Minced Chicken Curry
This delectable Thai minced chicken ball curry, with a zingy flavour is a firm family favourite. It can be made the night before. The flavours of the sauce will infuse into the chicken balls. You can also serve this Thai curry with a green salad instead of the cauliflower rice. If you want to add a little extra heat you can have chilli oil on the side.
530g chicken, minced
2 tbsp. The Groovy Food Company organic virgin coconut oil
2 Enchalion shallots, finely chopped
1 garlic clove, crushed
1 large handful coriander, chopped
6 tbsp. The Groovy Food Company organic coconut flour
1 egg, large, beaten
200g baby corn, cut into half, lengthways
125g tenderstem broccoli
125g shiitake mushrooms, sliced
200g button mushrooms, cut in half
1 butternut squash, peeled and cut into 1.5cm cubes
300ml chicken stock
200-300ml coconut milk (canned)
2 kaffir lime leaves, dried or freshS
For the curry paste:
1-2 tbsp. The Groovy Food Company organic virgin coconut oil
4 Enchalion shallots
4 chillies (approx.60g), de-seeded
½ cumin seeds, roasted
1 tsp. coriander seeds, roasted
2 garlic cloves
2 lemon grass stalks, cut into small cubes
3 kaffir lime leaves or zest 1 lime
2 large handfuls of coriander
3 tbsp. The Groovy Food Company organic coconut sugar
400ml coconut milk (canned)
- In a food processor add all the ingredients for the curry paste; coconut oil, shallots, chillies, cumin seeds, coriander seeds, garlic cloves, lemon grass stalks, kaffir lime or zest of lime, coriander, coconut sugar, 1-2 tbsp. coconut oil and sea salt. Process to a smooth paste, adding extra coconut oil if required.

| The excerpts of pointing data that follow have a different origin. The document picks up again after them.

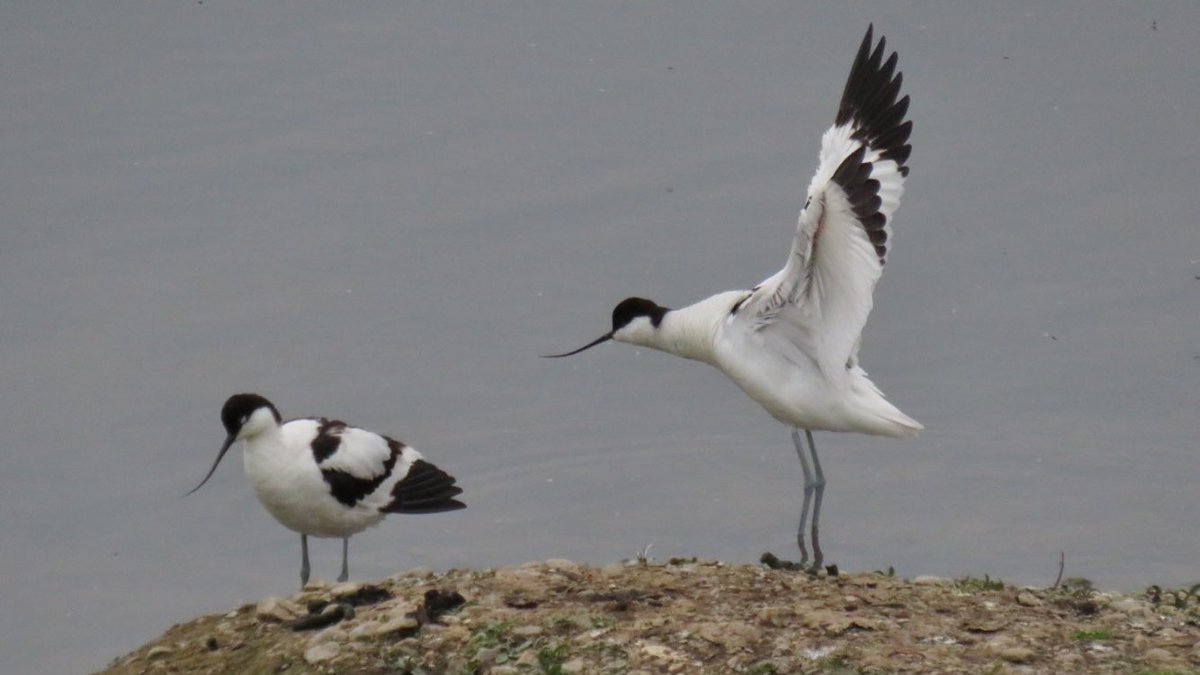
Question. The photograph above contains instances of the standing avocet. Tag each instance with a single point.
(791, 342)
(325, 478)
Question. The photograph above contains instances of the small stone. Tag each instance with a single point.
(343, 590)
(660, 651)
(159, 652)
(731, 634)
(1027, 599)
(277, 609)
(1163, 659)
(1017, 655)
(364, 631)
(929, 580)
(574, 665)
(1128, 605)
(399, 625)
(324, 651)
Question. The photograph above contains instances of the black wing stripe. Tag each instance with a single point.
(869, 102)
(349, 489)
(328, 438)
(425, 489)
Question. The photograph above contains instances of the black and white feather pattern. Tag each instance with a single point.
(364, 467)
(816, 306)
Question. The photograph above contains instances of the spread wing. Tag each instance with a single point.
(819, 303)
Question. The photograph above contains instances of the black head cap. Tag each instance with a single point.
(633, 308)
(240, 406)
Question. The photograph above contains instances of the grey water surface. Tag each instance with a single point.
(384, 211)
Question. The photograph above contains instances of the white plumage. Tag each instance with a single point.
(325, 478)
(792, 341)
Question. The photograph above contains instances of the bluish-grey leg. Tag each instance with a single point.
(304, 560)
(819, 487)
(346, 565)
(808, 495)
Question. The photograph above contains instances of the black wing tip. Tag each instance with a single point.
(870, 103)
(425, 489)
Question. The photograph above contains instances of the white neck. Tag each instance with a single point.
(690, 332)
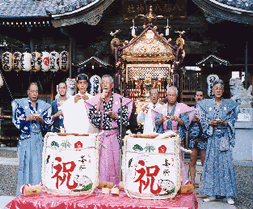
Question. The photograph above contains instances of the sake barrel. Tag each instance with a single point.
(151, 166)
(70, 164)
(95, 87)
(17, 61)
(64, 61)
(54, 61)
(7, 61)
(26, 59)
(36, 61)
(45, 61)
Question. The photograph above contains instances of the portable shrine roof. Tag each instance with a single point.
(60, 12)
(149, 46)
(94, 60)
(211, 59)
(240, 11)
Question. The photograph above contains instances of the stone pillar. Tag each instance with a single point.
(243, 150)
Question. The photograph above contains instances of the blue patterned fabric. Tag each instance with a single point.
(58, 122)
(30, 141)
(181, 129)
(198, 139)
(218, 177)
(198, 145)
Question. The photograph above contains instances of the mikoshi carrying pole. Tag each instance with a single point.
(120, 142)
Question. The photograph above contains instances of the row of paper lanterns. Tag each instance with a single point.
(35, 61)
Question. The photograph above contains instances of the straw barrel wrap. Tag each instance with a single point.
(151, 167)
(73, 156)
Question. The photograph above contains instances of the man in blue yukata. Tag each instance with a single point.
(57, 106)
(30, 116)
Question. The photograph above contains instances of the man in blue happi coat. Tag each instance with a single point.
(30, 116)
(57, 106)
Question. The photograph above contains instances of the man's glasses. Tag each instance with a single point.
(217, 88)
(82, 77)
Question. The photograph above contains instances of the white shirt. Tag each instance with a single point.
(149, 124)
(75, 117)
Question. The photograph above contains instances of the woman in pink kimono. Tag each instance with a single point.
(173, 116)
(104, 113)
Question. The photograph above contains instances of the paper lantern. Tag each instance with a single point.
(17, 61)
(54, 61)
(36, 61)
(80, 154)
(26, 59)
(64, 61)
(95, 87)
(45, 61)
(1, 81)
(155, 159)
(7, 61)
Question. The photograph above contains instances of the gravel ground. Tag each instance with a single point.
(244, 181)
(8, 153)
(8, 180)
(244, 178)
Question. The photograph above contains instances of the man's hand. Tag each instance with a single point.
(77, 98)
(40, 119)
(103, 95)
(195, 119)
(85, 97)
(113, 115)
(34, 117)
(222, 122)
(57, 115)
(145, 108)
(162, 119)
(177, 119)
(213, 122)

- In a medium size saucepan, add the paste and gently heat, continuously stirring. Then add 400ml coconut milk, bring to a boil and simmer on a very low light for 20-30 minutes, stirring occasionally.
- To make the chicken balls, in a non-stick frying pan add 1 tbsp. coconut oil, sauté the finely chopped shallots until soft and translucent. Add the garlic and season with sea salt and white pepper, continue to cook for 2 minutes. Then place in a mixing bowl to cool. Once cooled add the chicken mince and mix thoroughly into the shallots and season with sea salt and white pepper. Add the egg, coriander and coconut flour and mix well until the mixture firms up. Divide the mixture into 12 balls and place on two plates.
- Seal the minced chicken balls in a large non-stick frying pan until golden on all sides.
- In a large casserole dish (29cm), add 1 tbsp. coconut oil and sauté the shiitake and button mushrooms for 30 seconds. Add the cubed butternut squash and baby corn together with the chicken stock and cook for 10 minutes on a medium/high heat. Place a sieve over the casserole dish and strain through the curry paste and discard the pulp then mix thoroughly.
- Add the minced chicken balls, pour over 200ml of coconut milk and cook over a medium heat for 30 minutes, then add the tenderstem broccoli and cook for another 10 minutes. You might want to add a little extra coconut milk at this point.
- Serve with rice or cauliflower rice - enjoy!